All the while, he kept texting via both his devices, despite the fact that he’d been asked repeatedly by the flight crew to stop. He ignored them, because, you know… The Dakota Access Pipeline protest

And then, once the engines were restarted and we were on the runway for takeoff, he made a phone call. OMFG. He called ‘Judy’ as we were taking off. Left her a message.

“Hey, Judy, this is R. I know it’s been years, but I just left the Dakota Access Pipeline protest where I was protesting and I’m headed to Seattle. I’ve checked online and it seems my connecting flight has been cancelled. I’m wondering if I can camp on your couch. I’m sure it will be warmer than the Dakota Access Pipeline protest. I’ll have to get up at 5 a.m. to catch a 7 a.m. flight but I figure you won’t mind. That’s sure not as early as I had to get up at the Dakota Access Pipeline protest. Listen, if you get this message, call me back. Again, this is R. Just so you know I’ve been at the Dakota Access Pipeline protest.”

If looks could kill. Everyone within earshot wanted to strangle the guy.

Since the rules didn’t apply to him, he texted and phoned his way through the flight. The flight attendants gave up trying to rein him in, they plied him with wine instead – six glasses of white wine. I think they hoped he would fall asleep, but he didn’t. Dammit.

This was the bad part. This was the really dangerous part. When we landed in Seattle, we hit a patch of ice. The plane skidded to the right, then to the left, then back to the right. It got real quiet because I think we were all praying the plane wouldn’t roll. On that first skid, since the idiot hadn’t put away his electronic devices nor placed his tray table into its upright and locked position, his iPhone and his iPad went flying across the aisle, right into another passenger.

Mr. Dakota Access Pipeline protest didn’t even apologize. Because he’s a special snowflake.

My seatmate, such a sweet pretty young lady, said, “I want to punch him in the face.”

I said, “Yup.”

So, Tom, to make a long story short, Judy never called him back because I saw him wandering around the Seattle airport five hours later. Still texting…

XOXO! Peace out. Julia

 

 

 

Dear Tom, tourists bug the hell outta me.
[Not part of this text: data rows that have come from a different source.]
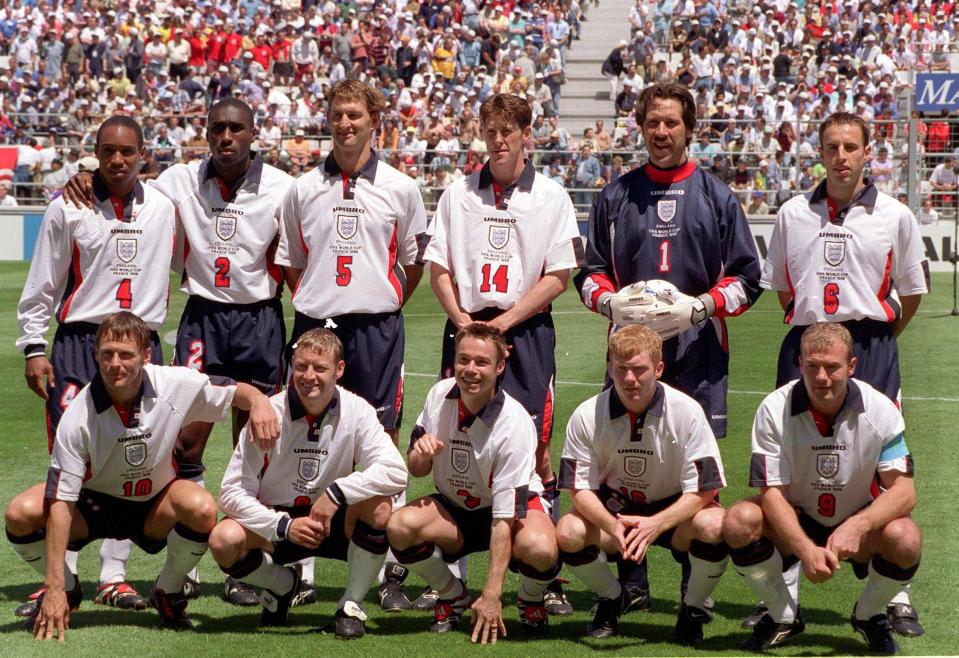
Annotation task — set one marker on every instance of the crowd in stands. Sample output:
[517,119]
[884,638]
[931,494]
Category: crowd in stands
[763,75]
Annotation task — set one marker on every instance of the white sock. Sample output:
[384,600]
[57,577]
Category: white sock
[72,558]
[306,566]
[184,549]
[437,575]
[274,577]
[363,569]
[704,575]
[879,590]
[902,596]
[597,576]
[765,579]
[114,554]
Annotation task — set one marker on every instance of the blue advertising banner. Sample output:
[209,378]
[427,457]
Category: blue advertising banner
[937,91]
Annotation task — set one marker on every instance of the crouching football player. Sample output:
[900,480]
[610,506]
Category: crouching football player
[112,473]
[302,497]
[480,445]
[643,468]
[819,445]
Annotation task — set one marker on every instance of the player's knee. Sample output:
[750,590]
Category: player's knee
[226,542]
[743,524]
[24,515]
[570,533]
[902,542]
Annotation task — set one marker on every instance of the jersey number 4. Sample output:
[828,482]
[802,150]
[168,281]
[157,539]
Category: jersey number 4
[499,279]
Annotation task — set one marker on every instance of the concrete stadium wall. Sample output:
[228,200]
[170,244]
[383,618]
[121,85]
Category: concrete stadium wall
[19,228]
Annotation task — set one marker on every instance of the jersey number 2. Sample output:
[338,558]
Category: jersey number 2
[499,280]
[124,294]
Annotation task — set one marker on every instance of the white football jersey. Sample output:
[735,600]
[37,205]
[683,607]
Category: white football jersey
[351,236]
[497,253]
[851,267]
[313,454]
[92,262]
[487,459]
[96,450]
[668,451]
[226,238]
[829,477]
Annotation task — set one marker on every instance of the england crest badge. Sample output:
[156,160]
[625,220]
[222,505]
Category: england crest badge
[634,466]
[308,468]
[666,210]
[126,249]
[225,227]
[827,464]
[834,252]
[346,225]
[135,453]
[498,236]
[460,460]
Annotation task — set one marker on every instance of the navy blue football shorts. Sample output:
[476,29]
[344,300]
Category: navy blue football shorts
[74,362]
[241,341]
[530,367]
[373,346]
[875,349]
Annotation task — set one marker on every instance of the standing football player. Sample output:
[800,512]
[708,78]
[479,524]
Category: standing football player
[501,247]
[848,253]
[90,262]
[349,248]
[112,473]
[479,444]
[819,445]
[304,496]
[671,221]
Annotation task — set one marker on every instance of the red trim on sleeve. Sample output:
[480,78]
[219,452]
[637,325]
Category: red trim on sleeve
[884,289]
[676,175]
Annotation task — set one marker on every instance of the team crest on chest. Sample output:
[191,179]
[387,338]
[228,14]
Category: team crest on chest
[135,453]
[666,209]
[827,464]
[499,236]
[460,460]
[834,251]
[346,225]
[126,249]
[308,468]
[634,466]
[225,226]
It’s like… You’re slamming on your brakes in the middle of the road because???

Or… You’re stepping off the curb in front of my moving car because???
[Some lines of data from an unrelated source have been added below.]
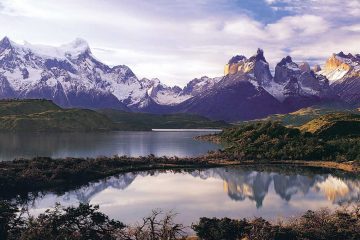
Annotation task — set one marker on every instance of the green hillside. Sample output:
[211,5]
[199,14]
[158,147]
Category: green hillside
[146,121]
[305,115]
[332,137]
[43,115]
[334,125]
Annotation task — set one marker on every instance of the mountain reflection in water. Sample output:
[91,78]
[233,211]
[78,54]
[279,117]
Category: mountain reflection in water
[198,193]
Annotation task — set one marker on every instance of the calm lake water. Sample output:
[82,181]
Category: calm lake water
[59,145]
[220,192]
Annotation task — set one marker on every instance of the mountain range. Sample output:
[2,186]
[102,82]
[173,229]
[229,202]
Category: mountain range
[71,76]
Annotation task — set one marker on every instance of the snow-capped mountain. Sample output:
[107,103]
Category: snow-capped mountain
[249,91]
[72,77]
[343,71]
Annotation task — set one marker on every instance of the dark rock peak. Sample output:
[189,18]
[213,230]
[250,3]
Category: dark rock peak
[259,56]
[285,61]
[236,59]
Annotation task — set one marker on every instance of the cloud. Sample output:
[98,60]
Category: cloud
[179,40]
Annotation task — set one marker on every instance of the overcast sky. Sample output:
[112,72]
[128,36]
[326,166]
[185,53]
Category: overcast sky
[178,40]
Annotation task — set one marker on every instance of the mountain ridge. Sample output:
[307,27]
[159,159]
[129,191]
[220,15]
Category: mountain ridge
[71,76]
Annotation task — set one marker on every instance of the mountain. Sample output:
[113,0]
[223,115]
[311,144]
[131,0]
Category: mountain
[334,125]
[343,71]
[45,116]
[71,76]
[248,90]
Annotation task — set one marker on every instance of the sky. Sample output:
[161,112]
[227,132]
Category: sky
[179,40]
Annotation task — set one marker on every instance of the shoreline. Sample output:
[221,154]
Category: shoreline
[19,177]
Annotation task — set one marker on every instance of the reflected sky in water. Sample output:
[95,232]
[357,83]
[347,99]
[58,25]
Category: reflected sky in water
[221,192]
[59,145]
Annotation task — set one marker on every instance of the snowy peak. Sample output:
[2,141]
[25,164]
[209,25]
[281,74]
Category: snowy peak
[5,43]
[341,65]
[343,71]
[256,67]
[66,51]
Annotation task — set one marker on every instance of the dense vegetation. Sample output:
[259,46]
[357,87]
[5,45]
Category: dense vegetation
[313,225]
[86,222]
[146,121]
[305,115]
[43,115]
[332,141]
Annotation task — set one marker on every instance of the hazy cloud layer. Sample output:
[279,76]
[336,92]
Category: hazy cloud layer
[179,40]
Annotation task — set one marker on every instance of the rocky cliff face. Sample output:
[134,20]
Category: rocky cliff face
[343,71]
[72,77]
[257,66]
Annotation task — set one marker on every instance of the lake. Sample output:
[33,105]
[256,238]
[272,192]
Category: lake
[234,192]
[60,145]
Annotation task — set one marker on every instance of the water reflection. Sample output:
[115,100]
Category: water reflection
[231,192]
[59,145]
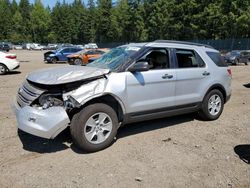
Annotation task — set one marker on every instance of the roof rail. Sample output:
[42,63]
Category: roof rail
[183,42]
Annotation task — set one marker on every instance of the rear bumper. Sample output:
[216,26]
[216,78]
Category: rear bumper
[46,123]
[228,98]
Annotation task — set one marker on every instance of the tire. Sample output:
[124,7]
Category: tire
[53,60]
[212,105]
[89,130]
[237,62]
[78,62]
[3,69]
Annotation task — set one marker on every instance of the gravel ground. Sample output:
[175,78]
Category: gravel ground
[172,152]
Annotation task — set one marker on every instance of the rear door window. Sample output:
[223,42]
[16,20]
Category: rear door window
[188,59]
[217,59]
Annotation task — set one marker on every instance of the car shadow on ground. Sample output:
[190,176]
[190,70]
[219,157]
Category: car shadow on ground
[247,85]
[13,72]
[243,151]
[63,141]
[42,145]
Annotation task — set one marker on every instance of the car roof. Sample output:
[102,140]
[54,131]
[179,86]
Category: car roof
[173,44]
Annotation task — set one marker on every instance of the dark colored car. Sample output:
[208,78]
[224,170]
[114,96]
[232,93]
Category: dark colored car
[237,57]
[4,47]
[60,55]
[85,56]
Or… You’re swinging open your car door on this narrow busy main street because???

Tourists. Learn to drive. Learn to park. Learn how and where to cross the street safely. Put down your damn cell phone.

I try to be patient. I do. But by the fifth or sixth example of Darwin-Award-type behavior in a single trip to the grocery store I’m about fixin’ to assist you in your quest to win that award. 🙂

I promised Ray a post.

Now that I’m actually mobile and engaged in life once again I have many, I promise!
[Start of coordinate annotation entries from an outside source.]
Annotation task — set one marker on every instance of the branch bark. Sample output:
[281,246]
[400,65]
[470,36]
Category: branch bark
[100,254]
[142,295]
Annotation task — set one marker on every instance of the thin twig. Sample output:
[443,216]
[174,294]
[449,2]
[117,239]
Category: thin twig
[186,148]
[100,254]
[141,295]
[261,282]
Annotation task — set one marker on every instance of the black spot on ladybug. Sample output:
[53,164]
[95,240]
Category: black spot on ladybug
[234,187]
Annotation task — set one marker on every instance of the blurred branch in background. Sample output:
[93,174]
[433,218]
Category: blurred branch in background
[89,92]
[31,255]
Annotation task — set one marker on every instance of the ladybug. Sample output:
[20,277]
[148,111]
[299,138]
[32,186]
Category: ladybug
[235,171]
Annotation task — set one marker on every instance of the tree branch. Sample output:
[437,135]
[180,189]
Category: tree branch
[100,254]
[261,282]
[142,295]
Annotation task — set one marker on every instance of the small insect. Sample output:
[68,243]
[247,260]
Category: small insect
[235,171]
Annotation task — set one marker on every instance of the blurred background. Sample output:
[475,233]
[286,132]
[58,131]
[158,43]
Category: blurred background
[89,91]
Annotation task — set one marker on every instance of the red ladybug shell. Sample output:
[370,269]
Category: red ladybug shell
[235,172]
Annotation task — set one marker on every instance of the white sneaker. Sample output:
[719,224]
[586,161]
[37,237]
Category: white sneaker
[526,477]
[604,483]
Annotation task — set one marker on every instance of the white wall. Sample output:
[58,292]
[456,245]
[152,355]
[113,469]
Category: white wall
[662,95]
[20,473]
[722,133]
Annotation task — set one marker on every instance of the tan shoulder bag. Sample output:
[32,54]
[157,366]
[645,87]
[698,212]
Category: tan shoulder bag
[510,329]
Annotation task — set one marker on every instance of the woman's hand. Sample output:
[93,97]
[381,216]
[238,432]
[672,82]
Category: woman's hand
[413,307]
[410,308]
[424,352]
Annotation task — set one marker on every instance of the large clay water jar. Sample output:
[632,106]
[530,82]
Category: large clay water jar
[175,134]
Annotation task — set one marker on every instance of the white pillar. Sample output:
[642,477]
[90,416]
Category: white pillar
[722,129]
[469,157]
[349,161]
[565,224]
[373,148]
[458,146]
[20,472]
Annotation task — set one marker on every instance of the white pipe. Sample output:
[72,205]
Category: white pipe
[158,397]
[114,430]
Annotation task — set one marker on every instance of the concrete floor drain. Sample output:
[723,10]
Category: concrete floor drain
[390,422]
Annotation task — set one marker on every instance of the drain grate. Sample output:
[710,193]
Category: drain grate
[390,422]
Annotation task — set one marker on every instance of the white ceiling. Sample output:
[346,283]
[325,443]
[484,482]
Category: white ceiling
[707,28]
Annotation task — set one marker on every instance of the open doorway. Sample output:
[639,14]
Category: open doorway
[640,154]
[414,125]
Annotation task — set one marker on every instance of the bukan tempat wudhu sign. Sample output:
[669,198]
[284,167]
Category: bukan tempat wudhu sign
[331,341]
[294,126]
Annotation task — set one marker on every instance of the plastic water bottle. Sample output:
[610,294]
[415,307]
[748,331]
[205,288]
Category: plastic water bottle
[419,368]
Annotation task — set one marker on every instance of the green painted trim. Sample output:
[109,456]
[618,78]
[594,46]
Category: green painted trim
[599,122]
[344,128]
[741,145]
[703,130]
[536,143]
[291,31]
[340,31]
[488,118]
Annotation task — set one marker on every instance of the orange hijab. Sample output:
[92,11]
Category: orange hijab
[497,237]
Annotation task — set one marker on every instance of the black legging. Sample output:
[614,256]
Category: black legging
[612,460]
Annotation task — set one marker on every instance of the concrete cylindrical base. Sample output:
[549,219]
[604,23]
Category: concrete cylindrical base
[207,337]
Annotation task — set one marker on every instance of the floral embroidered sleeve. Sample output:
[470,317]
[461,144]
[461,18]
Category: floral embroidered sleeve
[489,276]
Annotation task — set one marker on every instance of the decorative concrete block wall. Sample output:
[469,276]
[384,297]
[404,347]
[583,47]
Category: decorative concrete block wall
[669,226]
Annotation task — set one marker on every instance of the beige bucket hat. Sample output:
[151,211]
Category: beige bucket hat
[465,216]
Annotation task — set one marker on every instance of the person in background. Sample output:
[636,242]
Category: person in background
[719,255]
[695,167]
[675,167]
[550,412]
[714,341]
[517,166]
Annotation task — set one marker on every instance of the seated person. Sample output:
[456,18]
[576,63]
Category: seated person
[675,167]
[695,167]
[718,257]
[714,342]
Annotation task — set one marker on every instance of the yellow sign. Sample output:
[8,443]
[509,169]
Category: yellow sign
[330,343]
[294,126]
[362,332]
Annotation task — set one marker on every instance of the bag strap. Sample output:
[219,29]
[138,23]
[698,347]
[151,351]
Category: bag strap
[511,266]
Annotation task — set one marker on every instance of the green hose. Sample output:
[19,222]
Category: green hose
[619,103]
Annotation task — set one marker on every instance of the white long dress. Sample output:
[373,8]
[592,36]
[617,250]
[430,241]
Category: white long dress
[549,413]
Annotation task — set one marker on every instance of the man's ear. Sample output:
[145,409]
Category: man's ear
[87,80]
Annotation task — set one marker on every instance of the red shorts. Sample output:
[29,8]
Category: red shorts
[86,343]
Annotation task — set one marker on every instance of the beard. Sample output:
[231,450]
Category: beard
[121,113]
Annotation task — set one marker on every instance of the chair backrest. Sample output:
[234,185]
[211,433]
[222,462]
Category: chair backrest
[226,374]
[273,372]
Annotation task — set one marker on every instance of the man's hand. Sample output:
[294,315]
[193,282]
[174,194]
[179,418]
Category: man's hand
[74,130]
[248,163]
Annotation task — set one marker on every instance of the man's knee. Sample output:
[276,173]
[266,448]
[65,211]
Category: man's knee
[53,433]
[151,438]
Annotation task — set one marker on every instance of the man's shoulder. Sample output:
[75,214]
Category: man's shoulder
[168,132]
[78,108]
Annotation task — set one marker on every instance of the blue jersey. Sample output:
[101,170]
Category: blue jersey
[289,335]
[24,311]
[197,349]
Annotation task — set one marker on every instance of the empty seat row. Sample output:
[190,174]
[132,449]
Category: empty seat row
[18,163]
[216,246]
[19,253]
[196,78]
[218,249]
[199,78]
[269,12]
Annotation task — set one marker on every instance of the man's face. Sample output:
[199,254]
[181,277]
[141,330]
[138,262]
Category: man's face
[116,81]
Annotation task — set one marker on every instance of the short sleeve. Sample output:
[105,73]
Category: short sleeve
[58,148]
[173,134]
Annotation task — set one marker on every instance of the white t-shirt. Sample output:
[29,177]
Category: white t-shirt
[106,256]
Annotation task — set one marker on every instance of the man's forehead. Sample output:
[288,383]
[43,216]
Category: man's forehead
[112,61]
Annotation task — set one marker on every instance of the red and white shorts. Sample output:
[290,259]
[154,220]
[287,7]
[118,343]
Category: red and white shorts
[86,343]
This is the merely the first!

Now… I am off to make certain I’m recording CBS Sports and the 4th night of the PBR World Championships. Ride ’em, J.B. Mauney!

Dear Tom, Sometimes I’m drawn to stupid.

Because I needed a laugh. And watch Peter Dinklage. And snort as he tries (and fails) to master a Southern redneck accent.

And because I can’t resist a movie that makes fun of itself even as it’s making fun of itself. A stupid parody of a parody.

I swear, nobody is allowed to make fun of himself or herself or anything else these days.

God, we need to laugh more!

Adam Sandler is a genius-idiot. He plays the same character in every movie (except for Spanglish) and I can’t look away.

Pixels was way more fun than I expected. Glad I didn’t listen to the reviewers.